On election day, many voters will show up in person at their polling place to vote on a voting machine, like like this ExpressVote machine from the Election Systems & Software company.
Others voters will have already done early voting or absentee voting.
Once voting is over, each precinct then needs to count all the votes that have come in from each voting method. This is also called tabulating the votes.
Almost all precincts in the US use tabulating machines to do this, like this DS200 machine made by Election Systems & Software.
A tabulating machine outputs its results in whichever formats are required by local law. This can include a USB drive with the results in electronic format.
It can also include printing poll tapes (also called results tapes or election tapes). A poll tape is a long strip of paper showing the tabulated results:
Poll tapes can look different depending on what county, voting equipment, and election they’re from, but they all contain the same basic information.
To learn more about poll tapes, let’s use a fictional place called “Crow County” as an example.
Here’s what a poll tape from Crow County looks like:
① The Header Section
This poll tape is from Crow County from the November 2022 Midterm election.
The Voting Location is Corvus 01.
The way things work Crow County, this means that this poll tape shows election day votes from the Corvus Hill Community Center voting precinct.
There will be three other poll tapes from this election—one from each of the three other in-person voting locations.
For simplicity, we’ll say that there was no Absentee or Early Voting in this specific election (if there were, there’d be poll tapes for both of these as well).
② Vote Total Section
This section is the most important. It shows that the only race in this precinct for this election was US Senate. (Poll tapes from real elections can contain dozens of races).
We can see that Gina Gold received 60 election day votes in this precinct, and Sam Silver received 40 election day votes.

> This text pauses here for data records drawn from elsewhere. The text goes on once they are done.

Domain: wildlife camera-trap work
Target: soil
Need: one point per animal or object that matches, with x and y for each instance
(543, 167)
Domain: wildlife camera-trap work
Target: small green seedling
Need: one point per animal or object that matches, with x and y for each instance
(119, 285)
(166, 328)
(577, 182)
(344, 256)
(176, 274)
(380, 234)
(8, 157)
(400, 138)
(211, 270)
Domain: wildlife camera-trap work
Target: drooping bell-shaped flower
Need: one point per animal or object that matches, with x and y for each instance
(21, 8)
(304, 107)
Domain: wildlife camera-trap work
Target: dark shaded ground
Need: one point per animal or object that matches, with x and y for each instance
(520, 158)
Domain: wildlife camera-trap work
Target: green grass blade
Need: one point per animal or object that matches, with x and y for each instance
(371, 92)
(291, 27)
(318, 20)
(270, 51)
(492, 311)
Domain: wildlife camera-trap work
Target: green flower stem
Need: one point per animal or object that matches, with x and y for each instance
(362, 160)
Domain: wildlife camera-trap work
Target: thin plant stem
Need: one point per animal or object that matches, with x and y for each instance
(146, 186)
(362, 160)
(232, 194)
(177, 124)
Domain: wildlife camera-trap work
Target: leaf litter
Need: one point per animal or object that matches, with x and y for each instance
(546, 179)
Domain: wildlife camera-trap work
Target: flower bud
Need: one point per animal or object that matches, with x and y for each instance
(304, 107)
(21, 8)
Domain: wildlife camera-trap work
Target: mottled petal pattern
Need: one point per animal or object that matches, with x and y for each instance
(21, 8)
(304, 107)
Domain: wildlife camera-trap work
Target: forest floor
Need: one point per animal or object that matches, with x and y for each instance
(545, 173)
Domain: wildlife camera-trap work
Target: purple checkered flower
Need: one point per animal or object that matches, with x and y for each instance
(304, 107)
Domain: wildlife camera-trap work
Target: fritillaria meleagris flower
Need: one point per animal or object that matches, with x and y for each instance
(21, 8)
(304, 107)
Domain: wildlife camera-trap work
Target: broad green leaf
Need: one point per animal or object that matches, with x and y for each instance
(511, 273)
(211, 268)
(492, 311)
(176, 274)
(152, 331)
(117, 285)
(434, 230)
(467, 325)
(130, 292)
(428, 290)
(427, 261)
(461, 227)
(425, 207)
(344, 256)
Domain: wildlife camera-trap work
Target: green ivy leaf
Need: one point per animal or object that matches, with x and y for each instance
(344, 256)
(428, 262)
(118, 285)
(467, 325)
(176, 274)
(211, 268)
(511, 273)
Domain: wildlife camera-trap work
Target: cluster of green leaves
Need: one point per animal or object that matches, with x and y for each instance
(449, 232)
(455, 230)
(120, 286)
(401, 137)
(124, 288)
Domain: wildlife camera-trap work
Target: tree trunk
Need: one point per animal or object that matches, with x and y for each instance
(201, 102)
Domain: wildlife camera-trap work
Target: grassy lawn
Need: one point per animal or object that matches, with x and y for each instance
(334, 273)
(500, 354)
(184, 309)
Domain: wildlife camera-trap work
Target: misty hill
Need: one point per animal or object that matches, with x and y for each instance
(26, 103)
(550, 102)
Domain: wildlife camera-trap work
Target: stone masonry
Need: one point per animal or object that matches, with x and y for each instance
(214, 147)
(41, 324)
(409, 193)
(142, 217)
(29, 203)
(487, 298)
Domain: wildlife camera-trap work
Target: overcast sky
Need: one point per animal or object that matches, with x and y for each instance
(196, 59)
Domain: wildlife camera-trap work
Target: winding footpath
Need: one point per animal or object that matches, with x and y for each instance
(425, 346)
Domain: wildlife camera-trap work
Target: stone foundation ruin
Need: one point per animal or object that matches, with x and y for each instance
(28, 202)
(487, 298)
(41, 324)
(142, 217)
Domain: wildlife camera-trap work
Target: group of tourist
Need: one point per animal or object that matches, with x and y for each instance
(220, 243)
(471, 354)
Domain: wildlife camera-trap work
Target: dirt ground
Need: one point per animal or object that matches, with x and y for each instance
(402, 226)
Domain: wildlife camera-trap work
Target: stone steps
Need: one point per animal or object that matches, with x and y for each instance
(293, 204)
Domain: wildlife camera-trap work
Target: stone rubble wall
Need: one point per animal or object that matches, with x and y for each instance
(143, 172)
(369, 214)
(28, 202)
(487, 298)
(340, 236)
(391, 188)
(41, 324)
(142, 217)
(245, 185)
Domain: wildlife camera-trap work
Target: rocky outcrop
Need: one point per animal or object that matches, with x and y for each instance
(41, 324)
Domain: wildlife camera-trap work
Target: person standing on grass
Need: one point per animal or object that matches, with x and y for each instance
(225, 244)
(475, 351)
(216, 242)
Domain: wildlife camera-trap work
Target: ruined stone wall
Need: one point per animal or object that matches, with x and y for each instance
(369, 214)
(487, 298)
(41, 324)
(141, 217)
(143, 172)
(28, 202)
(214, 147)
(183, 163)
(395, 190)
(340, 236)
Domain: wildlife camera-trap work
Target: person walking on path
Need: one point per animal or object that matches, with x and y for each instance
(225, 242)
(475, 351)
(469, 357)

Once all four precincts in Crow County have tabulated their votes and forwarded the results to the Crow County elections office, they are combined into official results for Crow County and released to the public.
This process is called vote reporting.
The official results should be completely consistent with the vote totals on the poll tapes, since they’re just different views of the same information.
Unfortunately, vote reporting in the US is vulnerable to error and fraud!
If we could somehow compare the vote totals on the poll tapes with the official results, we could check if they’re consistent with one another. If there were error or fraud in the vote reporting, this comparison could detect it!
This is where you come in!
With the Actual Vote app, you can help America Counts double-check the vote reporting in your area. This process is also called auditing the vote reporting.
This is a powerful and exiting way to help strengthen democracy, and a new and exciting way to participate in democracy!
With the Actual Vote app, you take video-recordings of poll tapes, like this:
Your videos are automatically uploaded to America Counts. This preserves the information on the poll tapes. Other users from your area and around the US do the same thing.
America Counts then uses our expert knowledge and AI-powered software to compare the numbers on your poll tape videos to the official results:
Most of the time, we find that all votes were reported correctly. In this case, your effort with Actual Vote helps to improve election transparency.
But every once in a while, we uncover an apparent discrepancy in vote reporting! At that point, we work with election administrators to try to explain the discrepancy. Often, this results in a satisfactory resolution.
If we ever couldn’t resolve the discrepancy this way, Actual Vote videos can be used as evidence in a court challenge to the official results that could force them to be restated.
In this case, your effort with Actual Vote can help to improve both election transparency and election accuracy.
To fully realize the election transparency impact of our Actual Vote analyses, we release reports of our findings, like this one from North Carolina’s 2024 Primary Election.